Review Summary: I'm playing with myself/Baby's got the bends/Let down and hanging around/Rats and children follow me out of town/Tonight we ride ghost horses/I won't let this happen to my children/Words are blunt instruments/Don't haunt me.3 of 4 thought this review was well written
The remixes to Radiohead’s “The King of Limbs” are just as ironic as they are brilliant. The whole release is ironic because Radiohead have essentially made a career out of remixing their old sounds. “The Bends” was really just a mature remix of “Pablo Honey,” ”Ok Computer” was a progressive, low-fi, and borderline grungy remix of “The Bends,” “Kid A” was the techno, electronica, psychedelic remix of “Ok Computer,” “Amnesiac” was basically a more experimental version of “Kid A” with new lyrics, glitches, and hooks, “Hail To The Thief” was a 21st century hard rock yet techno influenced remix of “The Bends,” “In Rainbows” was a remix of all Radiohead’s previous albums and was basically more of a greatest hits album that it was a cohesive album (as if that is actually a bad thing,) and “The King of Limbs” was Radiohead drowning themselves in the sounds of “Kid A” and “Amnesiac” but presenting them in a laid back, reflective, and often misunderstood way.
Maybe the genius of Radiohead is found in their uncanny ability to reinvent themselves on every album or maybe they have just figured out something that 99% of musicians before them never had the common sense to figure out. Maybe Radiohead have found that the key to defining two decades, the key to making memorable albums, and the key to not sounding the same on every album is just tinkering and remixing the sound of the previous albums. Maybe all of Radiohead’s classic albums are just cleaned up versions of old recycled riches, maybe all of Radiohead’s songs that we view as 21st century commentary are really songs that used to be about Thom Yorke hating pop music in 1993, and maybe every progression is more logical and simple instead of experimental and generation defining. Maybe “TKOL RMX 1234567″ was just Radiohead’s way of coming out of the musical closet for good.
“TKOL RMX” is Radiohead’s way of giving the middle finger to anyone who thought the remixes I discussed earlier would ever stop, it is a slap in the ass to anyone who thought Yorke’s vocals were too distorted on “The King of Limbs” or that the album did not have enough guitars, it is a finally coffin to anyone who thought Radiohead would go back to being influenced by Blur.
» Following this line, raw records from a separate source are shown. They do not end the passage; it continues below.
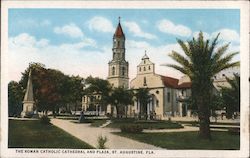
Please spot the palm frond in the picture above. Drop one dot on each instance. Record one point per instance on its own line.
(220, 52)
(180, 59)
(181, 69)
(219, 67)
(213, 45)
(184, 47)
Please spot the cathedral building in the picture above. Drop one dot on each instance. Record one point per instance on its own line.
(168, 95)
(163, 91)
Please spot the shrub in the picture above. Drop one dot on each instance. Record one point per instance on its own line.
(45, 120)
(234, 131)
(101, 142)
(131, 128)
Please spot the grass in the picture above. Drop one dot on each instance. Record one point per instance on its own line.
(33, 134)
(188, 140)
(146, 124)
(98, 123)
(211, 123)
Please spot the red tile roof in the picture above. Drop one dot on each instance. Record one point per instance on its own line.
(173, 83)
(185, 85)
(170, 82)
(119, 32)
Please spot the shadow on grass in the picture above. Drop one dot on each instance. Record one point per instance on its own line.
(33, 134)
(187, 140)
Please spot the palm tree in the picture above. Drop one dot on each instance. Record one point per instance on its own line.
(202, 60)
(142, 97)
(231, 95)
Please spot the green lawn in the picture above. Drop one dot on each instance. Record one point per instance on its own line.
(98, 123)
(188, 140)
(33, 134)
(117, 123)
(211, 123)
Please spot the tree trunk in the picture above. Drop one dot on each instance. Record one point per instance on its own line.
(204, 118)
(117, 111)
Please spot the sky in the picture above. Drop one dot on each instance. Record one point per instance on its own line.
(79, 41)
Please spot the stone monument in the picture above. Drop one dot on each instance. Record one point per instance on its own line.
(28, 101)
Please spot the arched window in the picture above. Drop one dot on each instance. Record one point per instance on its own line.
(113, 70)
(123, 71)
(145, 82)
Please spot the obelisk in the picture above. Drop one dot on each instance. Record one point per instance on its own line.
(28, 101)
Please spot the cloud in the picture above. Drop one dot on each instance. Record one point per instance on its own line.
(134, 28)
(137, 44)
(100, 24)
(206, 36)
(31, 23)
(70, 58)
(227, 35)
(169, 27)
(71, 30)
(45, 23)
(25, 40)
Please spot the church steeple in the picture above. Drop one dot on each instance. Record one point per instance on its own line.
(118, 66)
(119, 32)
(28, 100)
(119, 43)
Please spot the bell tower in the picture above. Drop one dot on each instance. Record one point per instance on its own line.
(118, 66)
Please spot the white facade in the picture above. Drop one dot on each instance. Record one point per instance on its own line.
(163, 95)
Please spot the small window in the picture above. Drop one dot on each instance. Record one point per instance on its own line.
(123, 71)
(113, 70)
(145, 82)
(168, 97)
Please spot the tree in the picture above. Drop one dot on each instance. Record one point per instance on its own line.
(98, 86)
(142, 97)
(202, 60)
(120, 98)
(216, 104)
(73, 91)
(48, 86)
(15, 98)
(231, 96)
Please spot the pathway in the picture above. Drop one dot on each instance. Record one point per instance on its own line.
(90, 134)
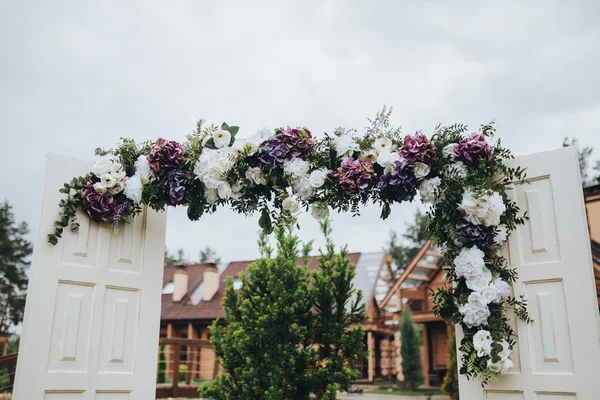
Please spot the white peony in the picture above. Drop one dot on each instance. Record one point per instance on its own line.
(142, 168)
(481, 281)
(319, 211)
(429, 190)
(482, 209)
(133, 189)
(457, 170)
(224, 190)
(448, 150)
(482, 342)
(500, 234)
(296, 168)
(99, 188)
(256, 176)
(345, 145)
(317, 177)
(221, 138)
(421, 170)
(469, 263)
(101, 167)
(382, 144)
(291, 205)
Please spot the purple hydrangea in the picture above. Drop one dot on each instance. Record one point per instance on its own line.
(165, 155)
(478, 235)
(399, 185)
(355, 176)
(99, 207)
(286, 144)
(418, 148)
(171, 187)
(473, 149)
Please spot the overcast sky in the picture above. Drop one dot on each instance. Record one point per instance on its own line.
(76, 75)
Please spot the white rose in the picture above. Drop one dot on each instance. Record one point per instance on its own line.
(317, 177)
(99, 188)
(133, 189)
(101, 167)
(421, 170)
(108, 180)
(382, 144)
(448, 150)
(221, 138)
(319, 211)
(291, 205)
(224, 190)
(256, 176)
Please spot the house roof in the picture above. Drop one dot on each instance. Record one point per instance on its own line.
(210, 310)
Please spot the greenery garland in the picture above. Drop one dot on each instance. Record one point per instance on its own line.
(463, 178)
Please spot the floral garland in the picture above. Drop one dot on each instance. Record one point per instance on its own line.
(462, 177)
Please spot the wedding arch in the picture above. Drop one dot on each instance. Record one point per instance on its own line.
(463, 178)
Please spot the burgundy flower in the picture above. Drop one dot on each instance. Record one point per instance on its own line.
(355, 176)
(165, 155)
(473, 149)
(418, 148)
(99, 207)
(399, 185)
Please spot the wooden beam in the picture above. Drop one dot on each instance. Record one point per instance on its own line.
(406, 272)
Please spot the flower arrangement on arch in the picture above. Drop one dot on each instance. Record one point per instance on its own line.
(462, 178)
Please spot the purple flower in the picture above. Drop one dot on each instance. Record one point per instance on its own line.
(165, 155)
(172, 189)
(478, 235)
(99, 207)
(399, 185)
(418, 148)
(473, 149)
(355, 176)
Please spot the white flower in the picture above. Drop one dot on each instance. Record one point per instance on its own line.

The remixes to the songs on the “King of Limbs” give them a new identity just as much of they give them a change of sound. Every remixed song gives us the feeling of a man who is overwhelmed, apathetic, and angry towards modern politics and economics (“Ok Computer and Hail to The Thief,”) a man who is trying to fall in love with the world but just ends up hating himself (“In Rainbows,”) a man in a mid life crisis that is so bad that it has become an apocalypse (“Kid A” and “Amnesiac,”) and a man who really just wants to be a rebellious boy again (“Pablo Honey” and “The Bends.”)
So even though the sound of the remixes of “The King of Limbs” might not be that much more experimental than the actual synthesized and distorted studio album, it still serves as an effective remix album in a way that no remix album has really done before it. The contributing artists present TKOL in a way that is open: open in its sound, open in a way that every song can be interpreted, and most importantly open in the way that it sounds like many different creative artists worked on this album instead of just one. This openess leads to a remixing of the important themes and soundscapes on just about every Radiohead album: the themes and sounds that made us hate ourselves, the themes and sounds that made us feel like the world was going to end, the themes and sounds that made us question our government, and the themes and sounds that made Radiohead one of the greatest bands of our time. ”TKOL RMX” is basically a Radiohead greatest hits album that isn’t by Radiohead. It is a greatest hits albums by artists that understand that Radiohead’s career is about more than eight songs its about eight different experiences and themes with each album. Since the artist perfectly grasp this they have not only made a remix album but an excellent and effective homage to Radiohead’s groundbreaking career. A career that might have been based off remixes in the first place.